Defendant's motion is granted.

September 20, 2001
Albany, New York

Judge of the Court of Claims

[1] Originally, this motion also sought sanctions, pursuant to Part 130 of the Rules of the Chief Administrator, but this request was withdrawn by letter dated August 14, 2000.
[2] The subrogees in these claims are insurance companies that issued special, lower-cost policies to SUNY faculty-physicians. The policies excluded coverage for conduct performed within the scope of the physician's State employment but further provided that if the State declined to defend and/or indemnify its employee, the insurer would provide coverage and become subrogated to the physician's rights against the State if that denial had been improper (Frontier Insurance Co. [Scalea & Mann] v State of New York, 160 Misc 2d 437, 439,
modified 197 AD2d 177, amended 216 AD2d 975, affd 87 NY2d 864

[3] The principal decisions are as follows:
Frontier Insurance Co. (Angtuaco) v State of New York, 146 Misc 2d 237; affd 172 AD2d 13; Frontier Insurance Co. (Scalea & Mann) v State of New York, 160 Misc 2d 437 [partial decision], modified 197 AD2d 177, amended 216 AD2d 975, affd 87 NY2d 864; Frontier Insurance Co. (Goldstein) v State of New York, Claim No. 82162, Motion Nos. M-48909, CM-48508, filed Dec. 13, 1993, Blinder, J.; Frontier Insurance Co. (Mann) v State of New York, Claim No. 84945, Motion No. M-48509, filed Dec. 13, 1993, Blinder, J.
; Frontier Insurance Co. (Mann) v State of New York, Motion No. M-56334, M-56396, M-53749, filed Jan. 22, 1997, King J., affd 239 AD2d 92, lv denied 92 NY2d 807; Frontier Insurance Co. (Droesch) v State of New York, Claims No. 99110 and 99111, Motion No. M-60616, filed Dec. 23, 1999, King, J. (see also, Matter of Munabi v Abrams, 199 AD2d 1037; Matter of Frontier Insurance Co. v Koppell (Samel), 225 AD2d 93, lv denied 90 N.Y.2d 806; Physicians' Reciprocal Insurers v State of New York, Claim No. 86222, Motion No. M-57243, Jan. 29, 1999, Read, P.J.).
[4] The new subdivision reads, in full, as follows: "The provisions of this section shall not apply to physicians who are subject to the provisions of the plan for the management of clinical practice income as set forth in the policies of the board of trustees, title 8, New York codes rules and regulations, regarding any civil action or proceeding alleging some professional malpractice in any state or federal court arising out of the physician's involvement in clinical practice as defined in that plan." The clinical practice plan to which reference is made is described in detail in
Frontier Insurance Co. (Angtuaco) v State of New York (146 Misc 2d 237, 243).

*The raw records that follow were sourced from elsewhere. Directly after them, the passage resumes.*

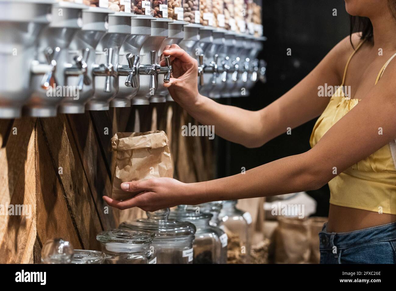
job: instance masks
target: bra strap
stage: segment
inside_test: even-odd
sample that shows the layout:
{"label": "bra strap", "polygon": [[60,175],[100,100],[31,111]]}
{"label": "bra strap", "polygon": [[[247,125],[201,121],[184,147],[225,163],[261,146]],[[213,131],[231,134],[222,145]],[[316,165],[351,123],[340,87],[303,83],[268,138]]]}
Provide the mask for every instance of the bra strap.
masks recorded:
{"label": "bra strap", "polygon": [[396,53],[395,53],[388,60],[388,61],[385,63],[385,65],[383,66],[382,68],[381,69],[379,72],[378,73],[378,75],[377,76],[377,80],[375,80],[376,84],[377,84],[377,83],[379,81],[379,79],[381,78],[381,77],[382,76],[382,74],[384,73],[384,72],[385,71],[385,69],[386,68],[386,67],[388,67],[388,65],[390,63],[390,61],[393,59],[393,58],[395,56],[396,56]]}
{"label": "bra strap", "polygon": [[343,77],[343,82],[341,84],[341,86],[343,86],[344,83],[345,81],[345,77],[346,76],[346,70],[348,69],[348,66],[349,65],[349,63],[350,62],[350,60],[352,59],[352,57],[353,57],[355,53],[358,51],[359,48],[362,46],[362,45],[364,43],[364,42],[366,41],[366,39],[363,40],[358,45],[358,47],[356,48],[356,49],[353,51],[353,52],[349,56],[349,58],[348,59],[348,61],[346,62],[346,65],[345,65],[345,68],[344,69],[344,76]]}

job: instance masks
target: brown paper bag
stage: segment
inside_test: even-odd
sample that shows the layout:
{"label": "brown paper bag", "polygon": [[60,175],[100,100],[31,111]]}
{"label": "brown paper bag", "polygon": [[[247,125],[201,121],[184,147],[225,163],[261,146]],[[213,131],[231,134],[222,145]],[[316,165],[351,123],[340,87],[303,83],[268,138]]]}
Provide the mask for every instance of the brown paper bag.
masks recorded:
{"label": "brown paper bag", "polygon": [[125,200],[137,194],[122,190],[122,182],[173,176],[168,138],[163,131],[117,133],[111,139],[111,149],[117,152],[113,199]]}

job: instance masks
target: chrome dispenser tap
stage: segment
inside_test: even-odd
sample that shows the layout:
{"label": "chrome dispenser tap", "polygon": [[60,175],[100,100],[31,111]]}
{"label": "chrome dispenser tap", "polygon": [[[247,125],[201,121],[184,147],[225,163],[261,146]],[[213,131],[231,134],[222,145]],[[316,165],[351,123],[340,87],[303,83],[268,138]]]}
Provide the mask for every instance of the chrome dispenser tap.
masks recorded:
{"label": "chrome dispenser tap", "polygon": [[32,92],[25,107],[28,116],[56,116],[65,94],[78,96],[78,88],[68,86],[65,70],[70,67],[69,46],[82,27],[82,11],[88,7],[64,1],[52,6],[51,21],[40,34],[30,66]]}
{"label": "chrome dispenser tap", "polygon": [[[0,119],[18,118],[32,92],[29,70],[53,0],[0,0]],[[43,63],[44,60],[43,61]],[[43,74],[49,66],[42,68]],[[41,81],[41,80],[40,80]]]}

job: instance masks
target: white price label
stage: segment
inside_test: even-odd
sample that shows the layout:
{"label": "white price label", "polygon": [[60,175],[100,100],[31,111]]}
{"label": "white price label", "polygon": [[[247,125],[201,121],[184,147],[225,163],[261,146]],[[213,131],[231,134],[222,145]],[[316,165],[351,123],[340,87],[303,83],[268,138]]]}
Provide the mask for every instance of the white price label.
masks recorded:
{"label": "white price label", "polygon": [[230,18],[228,20],[228,23],[230,25],[230,29],[233,31],[236,30],[236,23],[235,23],[235,19],[234,18]]}
{"label": "white price label", "polygon": [[149,264],[156,264],[157,263],[157,257],[155,257],[154,259],[148,262]]}
{"label": "white price label", "polygon": [[228,244],[228,236],[227,234],[224,234],[220,236],[220,242],[221,242],[221,247],[225,247]]}
{"label": "white price label", "polygon": [[168,6],[166,4],[160,4],[160,11],[162,12],[162,18],[168,18]]}
{"label": "white price label", "polygon": [[145,15],[151,15],[151,4],[150,1],[142,1],[142,8],[145,9]]}
{"label": "white price label", "polygon": [[177,15],[178,20],[184,20],[184,10],[183,7],[175,7],[175,13]]}
{"label": "white price label", "polygon": [[220,27],[224,27],[225,26],[225,17],[224,14],[217,14],[217,22],[219,23],[219,26]]}
{"label": "white price label", "polygon": [[194,251],[193,249],[186,249],[183,251],[183,257],[188,257],[188,262],[191,262],[194,258]]}
{"label": "white price label", "polygon": [[196,23],[201,22],[201,13],[200,13],[199,10],[194,11],[194,22]]}
{"label": "white price label", "polygon": [[250,215],[250,213],[249,212],[245,212],[242,216],[244,217],[244,218],[246,221],[246,223],[248,224],[251,223],[253,220],[251,219],[251,215]]}
{"label": "white price label", "polygon": [[208,25],[209,26],[213,25],[213,13],[210,12],[205,12],[202,15],[204,20],[208,21]]}
{"label": "white price label", "polygon": [[109,8],[109,0],[99,0],[99,7]]}
{"label": "white price label", "polygon": [[131,0],[124,0],[124,11],[130,13],[131,12]]}

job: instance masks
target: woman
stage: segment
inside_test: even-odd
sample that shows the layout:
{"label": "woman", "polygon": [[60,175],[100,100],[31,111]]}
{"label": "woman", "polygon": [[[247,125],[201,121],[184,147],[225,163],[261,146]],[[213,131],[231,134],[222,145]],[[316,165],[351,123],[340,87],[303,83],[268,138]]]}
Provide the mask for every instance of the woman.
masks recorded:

In the Scalea & Mann decisions (see footnote 3) it was held that the amendment was not to apply retroactively.
That decision does not recite the dates on which the physicians' alleged acts of malpractice occurred or, in other words, when the rights became vested.

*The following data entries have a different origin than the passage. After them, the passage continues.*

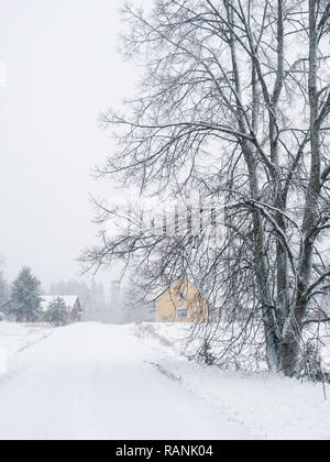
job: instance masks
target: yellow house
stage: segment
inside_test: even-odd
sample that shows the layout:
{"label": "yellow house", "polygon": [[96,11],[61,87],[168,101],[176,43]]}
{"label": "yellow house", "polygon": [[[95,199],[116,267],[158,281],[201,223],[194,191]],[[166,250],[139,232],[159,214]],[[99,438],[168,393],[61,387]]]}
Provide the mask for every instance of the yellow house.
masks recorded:
{"label": "yellow house", "polygon": [[208,304],[187,280],[179,280],[156,300],[158,322],[199,322],[208,317]]}

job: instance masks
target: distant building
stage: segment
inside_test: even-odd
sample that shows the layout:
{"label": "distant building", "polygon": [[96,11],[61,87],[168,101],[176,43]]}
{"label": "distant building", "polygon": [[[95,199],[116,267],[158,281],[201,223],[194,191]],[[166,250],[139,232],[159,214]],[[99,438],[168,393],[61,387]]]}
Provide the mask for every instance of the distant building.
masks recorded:
{"label": "distant building", "polygon": [[57,298],[61,298],[65,302],[69,321],[80,322],[84,311],[77,295],[44,295],[41,302],[42,317],[48,310],[50,305]]}
{"label": "distant building", "polygon": [[199,322],[208,318],[207,300],[187,280],[179,280],[156,299],[158,322]]}

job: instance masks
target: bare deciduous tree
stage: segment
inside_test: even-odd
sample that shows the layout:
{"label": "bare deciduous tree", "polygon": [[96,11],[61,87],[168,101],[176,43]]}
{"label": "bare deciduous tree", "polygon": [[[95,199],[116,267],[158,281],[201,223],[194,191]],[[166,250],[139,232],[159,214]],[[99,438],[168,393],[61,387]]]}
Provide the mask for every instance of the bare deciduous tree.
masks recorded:
{"label": "bare deciduous tree", "polygon": [[[146,13],[125,7],[124,18],[125,53],[145,75],[127,111],[101,119],[118,152],[99,173],[160,200],[222,198],[224,238],[103,233],[82,261],[130,265],[135,254],[150,294],[193,277],[210,307],[248,312],[239,341],[261,320],[268,367],[293,376],[330,276],[330,4],[158,0]],[[107,221],[111,209],[98,206]]]}

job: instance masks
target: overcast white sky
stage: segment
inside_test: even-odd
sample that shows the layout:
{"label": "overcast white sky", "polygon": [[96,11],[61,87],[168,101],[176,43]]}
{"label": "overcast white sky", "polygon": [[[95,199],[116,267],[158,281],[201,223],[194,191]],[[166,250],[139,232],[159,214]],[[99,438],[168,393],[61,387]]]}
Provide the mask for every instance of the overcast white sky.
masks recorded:
{"label": "overcast white sky", "polygon": [[[90,169],[111,152],[101,109],[138,77],[117,53],[119,0],[0,0],[0,254],[45,288],[78,272],[96,232]],[[105,278],[105,276],[102,276]]]}

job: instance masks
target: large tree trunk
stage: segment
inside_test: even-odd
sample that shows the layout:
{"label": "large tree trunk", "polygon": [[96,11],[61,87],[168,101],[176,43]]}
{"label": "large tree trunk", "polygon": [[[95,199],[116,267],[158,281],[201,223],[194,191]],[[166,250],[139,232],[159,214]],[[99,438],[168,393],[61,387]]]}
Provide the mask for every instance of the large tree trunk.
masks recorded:
{"label": "large tree trunk", "polygon": [[311,162],[302,222],[302,244],[300,249],[300,267],[298,272],[298,293],[295,307],[292,312],[288,312],[283,328],[283,342],[280,348],[282,371],[288,376],[295,376],[300,370],[302,321],[308,308],[308,302],[305,299],[304,294],[311,283],[318,201],[321,190],[320,130],[318,127],[319,97],[317,89],[317,0],[309,0],[309,105]]}

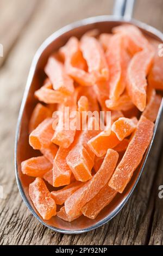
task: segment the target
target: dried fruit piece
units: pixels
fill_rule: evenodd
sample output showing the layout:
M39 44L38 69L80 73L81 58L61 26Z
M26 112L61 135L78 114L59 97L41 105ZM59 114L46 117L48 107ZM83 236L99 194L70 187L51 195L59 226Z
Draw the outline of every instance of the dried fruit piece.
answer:
M88 111L89 110L89 101L87 97L85 96L81 96L78 101L78 111L82 112L83 111Z
M108 149L115 148L120 143L120 141L112 131L110 133L110 130L105 130L90 139L87 144L95 155L101 157L106 153Z
M82 208L83 214L89 218L95 219L101 211L108 205L117 194L117 191L105 185Z
M103 161L104 161L104 159L105 158L105 156L102 156L101 157L98 157L98 156L95 156L95 163L94 163L94 169L97 173L97 172L98 171L99 169L101 167L101 166L102 164Z
M116 147L114 148L114 150L118 153L123 152L128 147L129 143L129 140L128 139L124 139Z
M154 122L157 117L161 100L162 97L157 95L155 89L149 86L147 92L147 104L142 114L142 115Z
M96 38L84 35L80 40L80 48L86 60L89 72L96 80L107 80L109 70L103 50Z
M153 51L145 50L135 54L128 70L127 91L133 103L140 111L146 105L146 76L151 66Z
M110 187L120 193L123 192L150 143L153 127L153 123L143 116L141 117L135 133L109 182Z
M67 215L67 214L66 214L66 212L65 212L65 206L62 206L60 209L59 211L58 211L57 213L57 217L59 217L59 218L64 220L64 221L68 221L70 222L74 221L76 218L79 218L79 217L80 217L82 215L82 212L80 212L77 216L74 216L74 217L70 216L69 215Z
M67 73L76 82L83 86L91 86L94 84L95 78L86 71L86 63L83 58L79 48L79 42L77 38L70 38L59 52L64 57Z
M36 90L35 96L40 101L47 104L62 103L65 100L65 94L58 90L53 90L52 84L49 83Z
M92 179L73 193L65 202L65 211L72 217L80 214L84 205L106 185L116 166L118 154L109 149L99 170Z
M77 93L60 106L59 121L52 138L53 143L67 148L72 143L76 134L77 117ZM71 125L73 125L71 126Z
M40 123L48 117L52 117L52 112L47 107L37 103L31 115L29 125L29 132L30 133Z
M123 141L134 131L136 127L137 119L136 117L131 119L121 117L114 122L111 130L116 134L119 141Z
M65 72L63 64L54 56L48 58L45 72L52 83L54 90L66 95L74 92L73 80Z
M76 180L80 181L86 181L92 177L95 154L88 147L87 142L99 132L98 125L95 118L90 118L87 130L79 134L67 156L67 164Z
M112 36L112 34L109 34L107 33L103 33L99 35L99 41L103 46L104 51L106 51L108 49L110 41Z
M54 134L52 124L53 118L46 118L34 130L29 138L29 143L34 149L48 148L51 144Z
M21 163L23 174L32 177L41 178L52 168L52 164L43 156L32 157Z
M47 148L42 148L40 152L53 164L58 149L58 148L56 145L51 143Z
M36 178L29 184L29 194L32 202L43 220L56 215L56 204L43 180Z
M123 35L126 46L131 54L150 47L147 39L141 31L133 25L124 25L115 27L112 29L112 32Z
M130 97L126 93L121 95L117 100L111 99L106 100L105 104L109 109L123 111L130 109L134 106Z
M83 185L83 182L76 181L67 186L65 186L61 190L51 192L52 197L54 199L57 204L61 205L73 193Z
M70 184L71 170L66 162L70 149L60 147L55 157L53 166L53 186L60 187Z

In at least one of the cases, that event occurred in June 1991, just prior to adoption of the collective bargaining agreement (
Matter of Frontier Insurance Co. [Samel] v Koppell
, Sup Ct., Albany County, Index No. 3027-94, March 31, 1995, Ceresia, J., [Brandt affidavit, Exh. J])

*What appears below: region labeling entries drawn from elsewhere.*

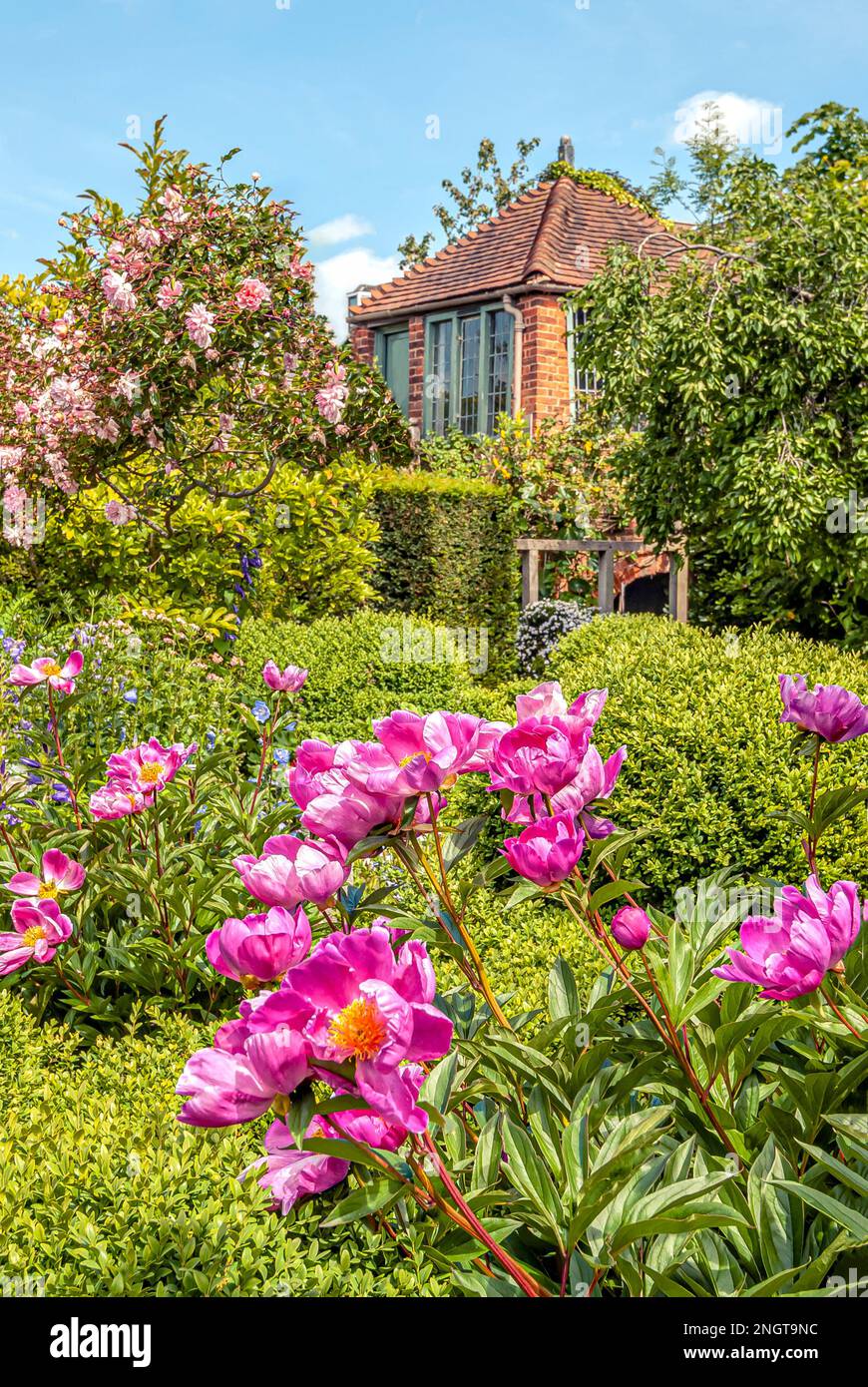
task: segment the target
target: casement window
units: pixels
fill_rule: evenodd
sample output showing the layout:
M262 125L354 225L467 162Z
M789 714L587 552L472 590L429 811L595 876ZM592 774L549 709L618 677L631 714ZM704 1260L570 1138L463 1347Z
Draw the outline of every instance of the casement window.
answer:
M426 319L424 431L492 434L512 408L513 318L495 305Z
M595 370L580 370L575 365L575 336L582 331L588 322L588 313L584 308L570 309L570 333L567 338L567 347L570 351L570 388L573 395L573 413L577 415L582 404L599 395L603 388L603 380Z

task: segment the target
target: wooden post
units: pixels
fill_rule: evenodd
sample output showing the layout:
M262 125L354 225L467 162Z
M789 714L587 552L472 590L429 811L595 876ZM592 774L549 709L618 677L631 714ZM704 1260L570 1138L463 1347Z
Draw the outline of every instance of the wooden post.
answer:
M521 606L539 601L539 549L532 540L526 540L521 549Z
M600 551L596 601L600 616L614 612L614 546Z

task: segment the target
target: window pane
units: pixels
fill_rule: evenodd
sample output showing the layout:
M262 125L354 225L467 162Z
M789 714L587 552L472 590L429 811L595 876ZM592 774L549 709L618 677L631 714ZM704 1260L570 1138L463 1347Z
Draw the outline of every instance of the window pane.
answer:
M573 318L573 330L580 333L585 323L588 322L588 313L584 308L578 308ZM574 381L575 381L575 405L581 408L581 395L596 395L603 388L603 383L595 370L578 370L574 365Z
M431 359L426 377L431 401L431 433L444 434L449 427L452 401L452 323L431 323Z
M458 426L462 433L480 430L480 319L463 318L460 325L462 393Z
M503 309L488 319L488 422L487 433L494 433L498 415L509 409L509 338L512 318Z

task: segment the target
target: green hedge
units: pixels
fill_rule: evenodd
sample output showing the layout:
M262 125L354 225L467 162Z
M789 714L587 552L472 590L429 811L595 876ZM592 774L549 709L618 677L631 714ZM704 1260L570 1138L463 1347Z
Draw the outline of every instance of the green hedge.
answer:
M0 993L0 1282L44 1277L46 1295L445 1294L385 1234L322 1227L344 1186L270 1214L255 1180L234 1179L263 1125L175 1121L177 1075L205 1040L177 1019L83 1050Z
M488 678L514 667L519 558L514 508L487 481L427 472L379 474L373 584L384 605L441 626L485 628Z
M410 634L406 642L405 630ZM365 609L352 617L308 624L248 620L234 649L244 662L241 696L268 702L262 666L273 659L281 667L293 663L311 671L300 712L304 736L369 738L370 720L397 707L483 714L491 694L474 684L465 662L449 657L438 632L442 635L424 617L409 621L401 612Z
M596 741L603 753L627 745L611 816L652 828L634 861L654 896L671 903L679 885L731 864L804 879L797 835L772 817L803 809L810 782L806 763L792 760L793 730L779 724L778 674L843 684L868 700L868 660L758 627L717 637L663 617L614 616L564 637L550 674L567 698L609 688ZM826 753L821 774L826 786L868 784L865 739ZM825 872L868 884L865 827L858 810L824 839Z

[6] In the Droesch claims, the alleged malpractice on which both actions were based occurred in September 1990, and the malpractice action was commenced in August 1991. In Kramer, the alleged malpractice occurred in the spring of 1990, and the lawsuit against Dr. Kramer was commenced in November 1991. The claim in Pitzele alleges that the course of treatment on which the malpractice claim was based began in May 1999 (Pitzele claim, ¶7). This is clearly in error, for the lawsuit based on that alleged malpractice was commenced in October 1991. The Court can only assume that the 1999 date in Pitzele is simply an error and that the underlying malpractice took place prior to July 1991, most likely in May 1989.